One month after he vetoed a resolution withdrawing municipal support for an engineered landfill proposed in his community, Alleyn and Cawood Mayor Joe Squitty got what he wanted.
Council voted 4-2 in favor of supporting a study examining the feasibility of the project on Mar.6, overturning a dramatic vote from Feb. 6 where two missing council members and an abstention allowed councilors Charlene Scharf and Ricky Lafleur to adopt a motion to rescind support for the project.
Squitty exercised his mayoral privileged and vetoed that resolution, setting the stage for a second vote Mar. 6. This time councilors Gerald Stevenson and Carl Mayer, absent a month earlier, voted to support the project study and helped ensure municipal support for it remained intact.
The flip-flop, and the split among council members, reflects the divisions wrought within the tiny community by the controversial proposal which would see much, if not all, of the Outaouais region's garbage dumped at a site just west of Danford village.

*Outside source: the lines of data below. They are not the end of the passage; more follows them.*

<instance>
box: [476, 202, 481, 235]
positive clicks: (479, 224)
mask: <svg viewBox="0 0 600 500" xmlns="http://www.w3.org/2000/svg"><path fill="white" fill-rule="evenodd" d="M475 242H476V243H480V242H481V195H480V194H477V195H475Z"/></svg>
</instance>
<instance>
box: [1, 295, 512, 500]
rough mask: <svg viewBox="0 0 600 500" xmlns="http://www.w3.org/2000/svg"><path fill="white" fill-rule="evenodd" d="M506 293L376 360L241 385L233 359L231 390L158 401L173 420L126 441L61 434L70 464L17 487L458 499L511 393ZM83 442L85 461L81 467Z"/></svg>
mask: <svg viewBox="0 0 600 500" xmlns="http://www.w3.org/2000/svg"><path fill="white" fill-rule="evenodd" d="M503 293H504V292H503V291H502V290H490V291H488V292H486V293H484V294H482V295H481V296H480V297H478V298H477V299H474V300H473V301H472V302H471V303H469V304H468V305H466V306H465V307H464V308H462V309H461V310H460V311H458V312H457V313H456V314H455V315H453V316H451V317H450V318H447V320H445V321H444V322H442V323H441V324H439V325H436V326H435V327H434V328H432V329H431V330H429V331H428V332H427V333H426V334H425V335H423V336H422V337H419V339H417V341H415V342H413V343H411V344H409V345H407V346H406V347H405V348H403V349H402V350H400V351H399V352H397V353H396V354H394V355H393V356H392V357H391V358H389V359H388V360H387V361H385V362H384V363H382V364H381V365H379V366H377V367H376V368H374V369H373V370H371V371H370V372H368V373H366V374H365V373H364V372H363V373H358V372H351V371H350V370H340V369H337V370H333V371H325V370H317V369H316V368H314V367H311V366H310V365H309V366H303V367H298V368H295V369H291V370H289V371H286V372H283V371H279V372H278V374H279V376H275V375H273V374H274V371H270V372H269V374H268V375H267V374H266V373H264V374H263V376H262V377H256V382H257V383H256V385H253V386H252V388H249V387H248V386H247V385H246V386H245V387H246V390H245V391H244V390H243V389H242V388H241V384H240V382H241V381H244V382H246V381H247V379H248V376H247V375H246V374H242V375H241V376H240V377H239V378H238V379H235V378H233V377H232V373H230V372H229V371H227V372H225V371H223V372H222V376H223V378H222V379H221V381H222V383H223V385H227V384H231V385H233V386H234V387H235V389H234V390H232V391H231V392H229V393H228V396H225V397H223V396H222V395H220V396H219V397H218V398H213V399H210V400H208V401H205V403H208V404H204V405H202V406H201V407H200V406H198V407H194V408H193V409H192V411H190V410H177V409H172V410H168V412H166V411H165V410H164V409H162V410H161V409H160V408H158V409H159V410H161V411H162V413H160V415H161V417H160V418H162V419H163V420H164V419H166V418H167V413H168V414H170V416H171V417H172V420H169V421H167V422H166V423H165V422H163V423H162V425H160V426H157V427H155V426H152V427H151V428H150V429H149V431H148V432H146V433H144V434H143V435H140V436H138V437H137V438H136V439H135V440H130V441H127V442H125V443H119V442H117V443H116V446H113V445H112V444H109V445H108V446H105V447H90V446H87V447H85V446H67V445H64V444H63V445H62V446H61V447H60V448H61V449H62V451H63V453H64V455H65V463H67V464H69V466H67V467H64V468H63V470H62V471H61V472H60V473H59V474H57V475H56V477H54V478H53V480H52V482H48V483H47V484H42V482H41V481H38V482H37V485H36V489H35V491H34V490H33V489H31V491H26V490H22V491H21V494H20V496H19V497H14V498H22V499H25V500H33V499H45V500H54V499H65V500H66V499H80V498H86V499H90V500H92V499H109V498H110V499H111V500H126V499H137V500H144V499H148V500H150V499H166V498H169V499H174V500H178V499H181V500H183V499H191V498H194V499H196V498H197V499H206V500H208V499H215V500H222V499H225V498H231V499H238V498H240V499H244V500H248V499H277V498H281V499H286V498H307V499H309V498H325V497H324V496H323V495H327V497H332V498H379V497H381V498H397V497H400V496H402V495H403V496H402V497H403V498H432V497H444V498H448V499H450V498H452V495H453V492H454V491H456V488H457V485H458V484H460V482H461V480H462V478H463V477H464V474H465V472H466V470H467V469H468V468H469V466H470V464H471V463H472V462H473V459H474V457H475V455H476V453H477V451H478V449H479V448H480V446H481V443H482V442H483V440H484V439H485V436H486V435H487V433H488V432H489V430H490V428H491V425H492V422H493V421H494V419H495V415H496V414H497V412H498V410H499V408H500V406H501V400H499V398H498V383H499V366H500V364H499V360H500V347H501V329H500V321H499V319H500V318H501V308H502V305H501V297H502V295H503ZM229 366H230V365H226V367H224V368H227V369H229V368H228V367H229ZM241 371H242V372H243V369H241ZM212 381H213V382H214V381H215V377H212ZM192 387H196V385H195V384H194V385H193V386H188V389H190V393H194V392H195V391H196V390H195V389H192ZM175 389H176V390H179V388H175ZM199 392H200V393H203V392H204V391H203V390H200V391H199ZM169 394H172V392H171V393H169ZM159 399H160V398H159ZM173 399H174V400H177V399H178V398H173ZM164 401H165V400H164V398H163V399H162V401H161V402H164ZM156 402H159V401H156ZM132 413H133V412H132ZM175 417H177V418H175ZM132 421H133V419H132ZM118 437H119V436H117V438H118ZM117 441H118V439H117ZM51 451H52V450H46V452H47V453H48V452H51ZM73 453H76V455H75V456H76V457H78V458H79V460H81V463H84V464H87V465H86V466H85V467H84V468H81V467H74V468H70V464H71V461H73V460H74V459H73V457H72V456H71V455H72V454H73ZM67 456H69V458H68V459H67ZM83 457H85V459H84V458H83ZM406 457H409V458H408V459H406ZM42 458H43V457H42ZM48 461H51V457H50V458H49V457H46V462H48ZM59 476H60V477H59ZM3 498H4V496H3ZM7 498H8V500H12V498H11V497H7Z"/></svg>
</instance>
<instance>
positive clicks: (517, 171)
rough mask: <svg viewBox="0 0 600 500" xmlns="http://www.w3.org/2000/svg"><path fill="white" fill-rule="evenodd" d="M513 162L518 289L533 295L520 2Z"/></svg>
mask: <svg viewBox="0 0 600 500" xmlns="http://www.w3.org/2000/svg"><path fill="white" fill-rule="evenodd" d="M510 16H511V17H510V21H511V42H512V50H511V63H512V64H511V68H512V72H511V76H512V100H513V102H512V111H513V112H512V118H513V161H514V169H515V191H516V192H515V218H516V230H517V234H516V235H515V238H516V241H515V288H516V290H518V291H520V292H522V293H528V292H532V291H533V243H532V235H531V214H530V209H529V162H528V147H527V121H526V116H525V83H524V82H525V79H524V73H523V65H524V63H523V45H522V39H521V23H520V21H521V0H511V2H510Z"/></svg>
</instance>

Council meetings are no longer simple, small, and sleepy assemblies where plans for the community's annual Mud Run and the state of local roads are leisurely discussed, they have become packed, tension-filled affairs where the landfill is the only item on the agenda to earn attention. Members of the public regularly crowd into Danford Lake's little library to grill council on the issue, and questions concerning the landfill now have their own place on the agenda-the very end where council led by Squitty has imposed a half hour time limit on discussion.
These landfill question periods have become predictable exchanges between opponents of the project led by a local citizens coalition, and Mayor Squitty who repeats his case for supporting it, while promising the public will have an opportunity to voice its concerns when the province convenes consultation hearings on the environment (BAPE) later this year.
This approach isn't sitting well with opponents who charge council is not reflecting the will of the majority in the community and have repeatedly called for a referendum on the issue.
"I don't know how you got elected," one man said at the Mar. 6 meeting, "making decisions that affect all of our futures with a mega dump opposed by 90 per cent of the people."
Andre Carriere, chair of the citizens' coalition opposing he proposal, expressed frustration when he asked Squitty why the mayor won't meet with opponents, won't call a referendum, and why municipal staff resists requests for information concerning the project. This last question was raised after lawyers hired by the coalition were denied a request to view planning bylaws at Alleyn and Cawood's municipal offices Feb.23.
"We asked our lawyers to come and obtain information for us," he said. "Rightfully, this is public information, these are public documents. What are you trying to hide, what's going on behind the scenes?"
Squitty said staff weren't given enough notice to provide the lawyers with the information they requested and promised the municipality would be more forthcoming if they had enough lead time.
The crowds at Alleyn and Cawood council meetings continue to grow to the point where April's meeting be relocated to the more commodious Bethany Hall. The split over the issue has also become the source of hard feelings in the community, with some locals complaining that landfill opponents are "outsiders" who don't really care about the welfare of Danford Lake.
"When this is over, either way, these people are going to walk away and go "oh well" said Priscilla Kublak, who would be happy to see more economic activity and less confrontation in the community."We've watched this community dying in stages. Our young people are always leaving, and some of them would be very pleased to stay and work in the community. We don't want anything that's going to hurt anybody and we don't want to argue in the (Danford Lake) hotel. We don't want to argue in the street."